View Single Post
  #32 (permalink)  
Old 06-October-2005, 12:20 PM
dgruss23's Avatar
dgruss23 dgruss23 is offline
Senior Member
 
Join Date: Dec 2002
Location: Upstate New York
Posts: 4,216
Default

Quote:
Originally Posted by Robert A.
However, there is not enough of this matter (not to mention it is baryonic, and the evidence - abundances of deuterium and Lithium-7 - is that most dark matter is nonbaryonic) to account for the rotation curves we see in spiral and elliptical galaxies.
Unfortunately, the standard collisionless CDM has problems . It is helpful to remember that the notion that the DM must be non-baryonic is not a direct observational result, but rather the result of plugging observations into the standard model. Those observations are telling us that either the DM is non-baryonic or the standard model needs adjustment. Both options must be kept open.

Quote:
After all that, the bottom line is that the largest component of dark matter - the nonbaryonic flavor - has not been detected.
Not yet.
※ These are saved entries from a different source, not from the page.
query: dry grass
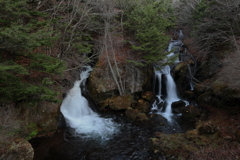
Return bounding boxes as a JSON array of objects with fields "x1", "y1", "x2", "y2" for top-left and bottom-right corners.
[
  {"x1": 0, "y1": 104, "x2": 24, "y2": 154},
  {"x1": 217, "y1": 51, "x2": 240, "y2": 90}
]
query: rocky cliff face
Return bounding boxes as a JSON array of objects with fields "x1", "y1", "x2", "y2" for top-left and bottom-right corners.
[{"x1": 88, "y1": 62, "x2": 153, "y2": 103}]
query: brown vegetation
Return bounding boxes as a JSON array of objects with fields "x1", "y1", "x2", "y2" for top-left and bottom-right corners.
[{"x1": 0, "y1": 104, "x2": 24, "y2": 154}]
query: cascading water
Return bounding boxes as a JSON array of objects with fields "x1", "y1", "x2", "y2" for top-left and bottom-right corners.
[
  {"x1": 60, "y1": 66, "x2": 118, "y2": 140},
  {"x1": 151, "y1": 30, "x2": 190, "y2": 122}
]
Certainly the coupling of visible and dark matter suggests the proposed non-baryonic candidates may not have the right properties.

Quote:
I, for one, am glad that there are major mysteries in astronomy. If we really did know it all, there would be no surprises, and it would get boring mighty fast.
Ditto
__________________
"The scientist who asks the right question reconnoiters a new patch of the unknown, and may, with luck, bring it within the constricted but expanding boundaries of the known."